It is modern cinema’s version of Joseph Campbell’s Hero’s Journey. A super-intelligent but physically weak and unimposing young man ventures into the night — the deep dark woods of the urban jungle, if you will — to return in the morning a changed man. In the process he has learned something about himself and life, having visited both Athena and Aphrodite, sometimes in the same personage.
In short, he has gotten some.
The worst of these littered the video store shelves when there were such things, and now languish on the back pages of Hulu. The best of these turn out to be surprises. Like their protagonists, they are smart but imperfect, and in hindsight you realize it was pleasant to spend time with them. So it is with the Topher Grace-inspired Take Me Home Tonight.
Grace conceived the story, executive-produced and stars in the movie, on the surface a run of the mill coming of age tale that we’ve seen scores of times going back to when Mickey Rooney was as well known as Charlie Sheen. But though the spine is familiar, it’s the details that make it seem comfortable instead of stale.
Set at the bonfire of the vanities (1987? 1988?), Take Me Home Tonight begins with Grace as Matt Franklin, an MIT graduate terrified of his potential and thus dedicated to not doing anything with it. He hangs out with Barry (Dan Fogler), a guy who chose the slick route of car salesman instead of college. Together they disdain where the culture is going, but also feel clueless as to how they could tag along.
Matt has a twin sister, Wendy (Anna Faris), who claims to have it much more together. Secretly, she’s just as scared of the future, unsure of her own talent as a writer and willing to settle for a life as the wife of handsome but dumb trust fund baby Kyle (Chris Pratt).
The ball gets rolling when Matt’s high school crush Tori (Teresa Palmer) shows up at the Suncoast Video where he works, and he pretends that he actually works for Goldman-Sachs (this movie was shot four years ago, when being the poster child for corporate greed still had some cachet).
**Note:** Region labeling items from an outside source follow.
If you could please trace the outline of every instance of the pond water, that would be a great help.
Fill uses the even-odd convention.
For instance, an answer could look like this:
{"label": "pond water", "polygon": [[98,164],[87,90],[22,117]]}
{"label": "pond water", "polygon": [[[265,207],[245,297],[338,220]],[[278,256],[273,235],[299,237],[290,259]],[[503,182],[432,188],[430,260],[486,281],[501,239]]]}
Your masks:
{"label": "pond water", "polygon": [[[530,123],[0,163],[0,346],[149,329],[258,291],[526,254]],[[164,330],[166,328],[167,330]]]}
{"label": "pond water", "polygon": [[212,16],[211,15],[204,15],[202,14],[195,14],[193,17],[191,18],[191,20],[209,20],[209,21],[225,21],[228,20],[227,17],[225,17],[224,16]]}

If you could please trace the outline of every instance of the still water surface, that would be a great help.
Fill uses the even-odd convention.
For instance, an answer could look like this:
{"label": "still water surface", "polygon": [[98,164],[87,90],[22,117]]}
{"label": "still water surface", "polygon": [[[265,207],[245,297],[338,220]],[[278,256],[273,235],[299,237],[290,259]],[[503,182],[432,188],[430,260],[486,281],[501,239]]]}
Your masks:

Now Matt has to work to keep up the charade long enough to get to Kyle’s last Labor Day party, bop along to some great tunes from when MTV was MTV, and somehow land the girl of his dreams.
Though Grace came up with the idea, it’s the script by Jackie Filgo and Jeff Filgo that fill out the actor’s charm. Though the movie certainly dips into raunch — it earns its R-rating in a good-natured way — it’s got a lot of heart and sincerity to it.
It would be easy for Farris’ character to be the stereotypical sister antagonist, but their sibling relationship is written quite believably, and with actual affection underlying their jabs at each other. They care; they want the other to succeed, and both are struggling to get past their own fears. Let’s face it: no matter what age you are, the future can be pretty scary.
Fogler’s character never rises above the stereotypical heavy-set sidekick role, but the actor’s schtick works well to get laughs. He’s also just charming enough an actor to make it believable that Michelle Trachtenberg’s disillusioned goth would find him strangely magnetic.
The long black hair and shiny black lipstick is just one more detail in evoking the era without winking at it. The production design acknowledges that looking back at this time has a lot of “what were we thinking?” built into it, but the laughs come from characters, not from fashions that people at the time thought were cool.
Most welcome is one of the coolest actors of the eighties, Michael Biehn, playing the twins’ LAPD officer father. Angie Everhart also pops up and, well, time has been good to her.
And Director Michael Douse has been good to this movie. Though most of his previous experience was in television, that influence only shows up in a couple of shots. He makes powerful use of montage in a party scene that puts this a cut above the average coming of age comedy.
Overall, Take Me Home Tonight is full of pleasant surprises. Farris plays suffering intelligentsia just as effectively as she plays dumb blonde. Grace is better than his sitcom roots. And holy cow, you might discover that you miss the eighties.